Nach Neapel jetzt auch Rom: In der Nacht haben Mitglieder einer neofaschistischen Gruppierung Polizisten angegriffen und Feuer entfacht. Ihre Wut richtet sich gegen die nächtliche Ausgangssperre. In Italien ist es in der zweiten Nacht in Folge bei Protesten gegen die nächtlichen Corona-Ausgangssperren zu Ausschreitungen gekommen. Rund 200 maskierte Anhänger der rechtsextremen Partei Forza Nuova attackierten in der Nacht im Zentrum von Rom die Polizei mit Leuchtraketen und Knallkörpern und setzten Mülltonnen in Brand. Nach Angaben der Zeitung “La Repubblica” wurden zwei Polizisten verletzt.

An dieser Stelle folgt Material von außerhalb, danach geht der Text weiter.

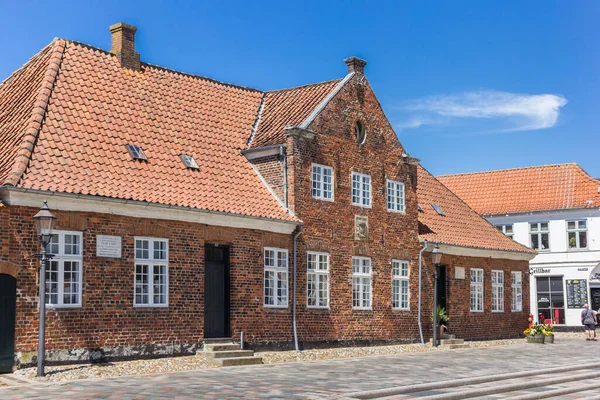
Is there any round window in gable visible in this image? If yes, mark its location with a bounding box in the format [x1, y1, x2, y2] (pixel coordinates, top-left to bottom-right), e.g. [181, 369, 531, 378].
[354, 121, 367, 144]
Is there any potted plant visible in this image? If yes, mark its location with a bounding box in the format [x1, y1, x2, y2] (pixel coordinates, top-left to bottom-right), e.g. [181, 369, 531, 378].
[523, 324, 546, 343]
[544, 325, 554, 343]
[431, 305, 450, 339]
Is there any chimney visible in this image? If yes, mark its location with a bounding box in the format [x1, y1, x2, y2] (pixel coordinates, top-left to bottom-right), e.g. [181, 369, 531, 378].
[344, 57, 367, 75]
[109, 22, 140, 71]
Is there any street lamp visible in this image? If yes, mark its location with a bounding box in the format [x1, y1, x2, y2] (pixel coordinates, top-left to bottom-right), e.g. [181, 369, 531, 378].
[33, 200, 56, 377]
[431, 244, 442, 347]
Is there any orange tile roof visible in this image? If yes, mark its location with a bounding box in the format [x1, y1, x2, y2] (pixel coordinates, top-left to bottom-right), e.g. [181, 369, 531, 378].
[250, 79, 341, 147]
[438, 163, 600, 215]
[0, 39, 318, 221]
[417, 166, 535, 253]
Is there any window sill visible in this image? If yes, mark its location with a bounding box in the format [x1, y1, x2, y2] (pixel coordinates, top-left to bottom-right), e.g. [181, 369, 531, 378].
[133, 304, 169, 308]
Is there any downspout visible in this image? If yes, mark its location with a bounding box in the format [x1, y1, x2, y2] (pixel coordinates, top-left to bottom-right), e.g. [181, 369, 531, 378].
[418, 240, 428, 345]
[292, 225, 302, 352]
[279, 144, 288, 209]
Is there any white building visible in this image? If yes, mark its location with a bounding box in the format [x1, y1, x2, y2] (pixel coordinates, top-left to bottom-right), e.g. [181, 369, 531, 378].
[438, 163, 600, 326]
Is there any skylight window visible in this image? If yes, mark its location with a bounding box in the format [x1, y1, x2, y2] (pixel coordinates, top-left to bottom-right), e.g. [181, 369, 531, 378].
[180, 154, 200, 169]
[431, 203, 446, 215]
[127, 144, 148, 161]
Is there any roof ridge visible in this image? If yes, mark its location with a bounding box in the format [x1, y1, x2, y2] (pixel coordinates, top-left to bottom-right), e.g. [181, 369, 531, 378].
[436, 162, 589, 178]
[4, 39, 66, 186]
[418, 164, 531, 253]
[61, 39, 266, 93]
[265, 78, 344, 93]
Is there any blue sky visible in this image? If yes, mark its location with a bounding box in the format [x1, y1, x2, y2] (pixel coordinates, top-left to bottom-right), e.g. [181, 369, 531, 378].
[0, 0, 600, 177]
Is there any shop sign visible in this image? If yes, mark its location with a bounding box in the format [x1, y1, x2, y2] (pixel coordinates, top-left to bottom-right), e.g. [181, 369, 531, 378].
[529, 268, 550, 275]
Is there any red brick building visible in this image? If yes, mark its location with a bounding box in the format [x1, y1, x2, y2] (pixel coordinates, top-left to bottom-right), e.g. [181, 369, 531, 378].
[0, 24, 535, 364]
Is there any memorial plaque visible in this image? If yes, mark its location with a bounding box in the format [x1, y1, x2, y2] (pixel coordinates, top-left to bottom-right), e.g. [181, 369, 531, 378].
[96, 235, 121, 258]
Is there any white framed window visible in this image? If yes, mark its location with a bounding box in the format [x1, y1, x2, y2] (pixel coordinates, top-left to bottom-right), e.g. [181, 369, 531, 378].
[470, 268, 483, 312]
[44, 231, 83, 308]
[352, 257, 372, 310]
[510, 271, 523, 311]
[311, 164, 333, 201]
[352, 172, 371, 208]
[529, 222, 550, 251]
[387, 179, 404, 213]
[492, 270, 504, 312]
[306, 251, 329, 308]
[133, 237, 169, 307]
[263, 247, 288, 308]
[496, 224, 513, 239]
[392, 260, 410, 310]
[567, 219, 587, 249]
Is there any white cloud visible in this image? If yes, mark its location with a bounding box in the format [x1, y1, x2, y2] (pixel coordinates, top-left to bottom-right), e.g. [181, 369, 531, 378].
[401, 90, 567, 131]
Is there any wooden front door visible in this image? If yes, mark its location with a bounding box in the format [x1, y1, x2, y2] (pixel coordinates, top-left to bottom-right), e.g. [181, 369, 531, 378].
[0, 274, 17, 373]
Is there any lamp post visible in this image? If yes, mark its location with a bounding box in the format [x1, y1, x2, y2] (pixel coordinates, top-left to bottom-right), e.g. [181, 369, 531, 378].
[33, 200, 56, 377]
[431, 244, 442, 347]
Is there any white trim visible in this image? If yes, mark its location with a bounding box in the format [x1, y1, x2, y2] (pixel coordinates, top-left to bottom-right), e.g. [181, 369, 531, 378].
[133, 236, 169, 308]
[306, 251, 331, 310]
[490, 269, 506, 313]
[392, 259, 410, 311]
[469, 268, 485, 313]
[419, 238, 537, 261]
[262, 247, 290, 309]
[0, 186, 300, 235]
[310, 163, 335, 203]
[300, 72, 355, 129]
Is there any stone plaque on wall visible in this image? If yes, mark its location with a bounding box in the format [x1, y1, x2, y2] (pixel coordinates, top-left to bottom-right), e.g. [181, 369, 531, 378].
[354, 215, 369, 240]
[454, 267, 465, 279]
[96, 235, 121, 258]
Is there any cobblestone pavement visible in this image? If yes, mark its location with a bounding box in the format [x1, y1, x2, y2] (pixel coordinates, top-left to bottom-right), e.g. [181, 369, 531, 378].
[0, 339, 600, 399]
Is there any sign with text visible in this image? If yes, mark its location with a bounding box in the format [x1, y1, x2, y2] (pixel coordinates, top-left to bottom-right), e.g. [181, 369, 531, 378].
[566, 279, 587, 308]
[96, 235, 121, 258]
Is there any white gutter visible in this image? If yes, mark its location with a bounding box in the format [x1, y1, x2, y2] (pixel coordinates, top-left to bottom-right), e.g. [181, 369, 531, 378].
[0, 186, 300, 235]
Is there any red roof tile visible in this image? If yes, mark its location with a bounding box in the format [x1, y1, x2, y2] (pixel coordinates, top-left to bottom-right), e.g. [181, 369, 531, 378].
[438, 163, 600, 215]
[250, 79, 341, 147]
[417, 166, 535, 253]
[0, 40, 308, 221]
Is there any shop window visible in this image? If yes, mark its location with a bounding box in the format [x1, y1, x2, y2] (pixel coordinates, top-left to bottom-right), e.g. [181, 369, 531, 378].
[536, 276, 565, 324]
[529, 222, 550, 251]
[567, 220, 587, 249]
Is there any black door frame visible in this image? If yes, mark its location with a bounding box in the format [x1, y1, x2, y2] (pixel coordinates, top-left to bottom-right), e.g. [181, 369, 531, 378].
[203, 243, 231, 337]
[0, 274, 17, 374]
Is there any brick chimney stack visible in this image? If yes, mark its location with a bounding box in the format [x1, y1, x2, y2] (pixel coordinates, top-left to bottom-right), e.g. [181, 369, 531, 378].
[109, 22, 140, 71]
[344, 57, 367, 75]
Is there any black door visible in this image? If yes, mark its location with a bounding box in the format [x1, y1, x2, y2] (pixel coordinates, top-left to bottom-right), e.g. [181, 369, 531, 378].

Sieben Demonstranten wurden demnach festgenommen. (…) Vor der Demonstration in Rom hatte es Aufrufe in den Online-Netzwerken gegeben, dem Beispiel von Neapel zu folgen. Dort hatten in der Nacht zum Samstag Demonstranten bei Protesten gegen die Ausgangssperre die Polizei attackiert. Auch in der Region Kampanien, in der Neapel liegt, gilt ein nächtliches Verbot, die Häuser und Wohnungen zu verlassen.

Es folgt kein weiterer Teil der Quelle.